Tudo indica que o impacto da Inteligência Artificial crescerá de forma exponencial.
Com a irrupção dos agentes autônomos que venho cobrindo nos últimos dias, produz-se uma ruptura no mundo do software, um golpe no modelo SaaS, e o ecossistema completo de negócios promete transformar-se em grande velocidade.
A menos que... essa curva exponencial se choque contra um muro de silício, energia e, sobretudo, tempo.
Enquanto todos olham para o software, muito poucos estão prestando atenção à infraestrutura física. E os dados que estamos analisando para o período 2026-2030 mostram uma crise estrutural iminente.
Até hoje, o consumo de IA dependia de nós. Um humano escrevia um prompt, esperava, lia e voltava a escrever. Era um tráfego crescente, mas em "ritmo humano".
Mas o paradigma da demanda acaba de se inverter. A transição para os "Agentes Autônomos" --sistemas que planejam, decidem, atuam por conta própria e coordenam exércitos de subagentes-- muda as regras do jogo. Já não é um humano digitando; são máquinas falando com máquinas em "ritmo de máquina" (machine-paced) e 24/7.

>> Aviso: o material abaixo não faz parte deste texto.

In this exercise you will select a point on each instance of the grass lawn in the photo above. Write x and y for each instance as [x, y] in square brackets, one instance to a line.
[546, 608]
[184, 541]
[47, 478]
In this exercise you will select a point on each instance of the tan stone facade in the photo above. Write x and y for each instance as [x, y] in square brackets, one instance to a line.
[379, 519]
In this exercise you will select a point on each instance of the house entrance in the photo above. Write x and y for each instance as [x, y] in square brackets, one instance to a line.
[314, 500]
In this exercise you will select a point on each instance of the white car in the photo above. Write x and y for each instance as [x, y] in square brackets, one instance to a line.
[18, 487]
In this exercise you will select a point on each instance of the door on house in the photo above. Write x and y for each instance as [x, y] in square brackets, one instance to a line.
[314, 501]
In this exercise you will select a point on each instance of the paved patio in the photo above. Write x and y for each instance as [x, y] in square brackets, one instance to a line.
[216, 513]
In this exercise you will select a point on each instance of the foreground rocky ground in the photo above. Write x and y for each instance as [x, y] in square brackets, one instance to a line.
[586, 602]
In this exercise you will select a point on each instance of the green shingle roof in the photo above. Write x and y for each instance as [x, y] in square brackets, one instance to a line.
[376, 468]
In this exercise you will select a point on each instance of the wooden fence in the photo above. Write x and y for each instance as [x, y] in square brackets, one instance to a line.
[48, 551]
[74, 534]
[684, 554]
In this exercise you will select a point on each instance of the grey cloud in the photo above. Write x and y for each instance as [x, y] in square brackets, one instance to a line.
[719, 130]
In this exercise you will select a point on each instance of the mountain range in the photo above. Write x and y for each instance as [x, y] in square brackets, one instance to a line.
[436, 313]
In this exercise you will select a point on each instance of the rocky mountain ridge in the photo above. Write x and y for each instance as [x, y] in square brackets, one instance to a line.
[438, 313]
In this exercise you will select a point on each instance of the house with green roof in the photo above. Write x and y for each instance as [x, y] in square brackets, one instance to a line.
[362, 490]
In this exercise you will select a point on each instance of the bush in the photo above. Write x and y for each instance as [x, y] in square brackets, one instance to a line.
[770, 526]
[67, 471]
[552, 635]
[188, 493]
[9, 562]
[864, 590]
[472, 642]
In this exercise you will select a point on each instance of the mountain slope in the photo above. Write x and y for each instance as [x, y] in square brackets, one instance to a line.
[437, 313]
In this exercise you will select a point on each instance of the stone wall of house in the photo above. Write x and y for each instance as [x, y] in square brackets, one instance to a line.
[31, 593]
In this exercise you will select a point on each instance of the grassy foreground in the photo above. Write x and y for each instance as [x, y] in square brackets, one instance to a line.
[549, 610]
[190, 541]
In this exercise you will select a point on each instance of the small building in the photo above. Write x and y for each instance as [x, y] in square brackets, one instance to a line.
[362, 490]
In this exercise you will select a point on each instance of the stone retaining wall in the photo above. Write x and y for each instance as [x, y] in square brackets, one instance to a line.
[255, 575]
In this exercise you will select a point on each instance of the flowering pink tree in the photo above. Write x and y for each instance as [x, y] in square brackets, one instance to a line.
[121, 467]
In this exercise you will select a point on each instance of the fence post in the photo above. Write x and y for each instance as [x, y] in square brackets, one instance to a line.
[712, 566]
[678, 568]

Isso submete as redes globais a uma tensão crescente e sem precedentes. Projeta-se que até 2027, a inferência (o uso diário da IA) superará o treinamento dos modelos, representando 75% de todas as necessidades de computação até 2030.
Qual é o primeiro gargalo? Não são apenas os processadores. É a memória.
A Memória de Alta Largura de Banda (HBM), crítica para os aceleradores de IA, tem uma barreira física brutal: fabricar uma única wafer de HBM consome 3 vezes a capacidade de produção de uma wafer de memória DRAM tradicional. Os grandes fabricantes estão realocando mais de 40% de sua capacidade exclusivamente para a HBM.
O resultado? Um colapso na cadeia de suprimentos. Enfrentamos o pior déficit de memória em 15 anos. Os custos estão disparando (até 75% de aumento em um único mês) e os prazos de entrega, que antes eram de 8 semanas, já superam 20 semanas.
É aqui que a projeção da IA é colocada em xeque. Você pode implantar mil agentes autônomos com um clique em um segundo, mas construir a infraestrutura física para sustentá-los leva anos.
A indústria está colidindo com as leis da física. Até 2030, somente os centros de dados nos EUA superarão a demanda elétrica de todo o estado da Califórnia. E a energia não se baixa da nuvem: os tempos de espera para que um novo centro de dados consiga se conectar à rede elétrica em mercados primários (como Northern Virginia) já superam 4 anos.
O mesmo ocorre com a fabricação de componentes fundamentais. A produção em massa da próxima geração de processadores (como o nó de 2 nanômetros da TSMC) levará anos de desenvolvimento e começará somente em 2026. Ao mesmo tempo, as novas arquiteturas exigem um consumo massivo: os racks para IA alcançam densidades extremas de até 150 kW, tornando obrigatória a refrigeração líquida.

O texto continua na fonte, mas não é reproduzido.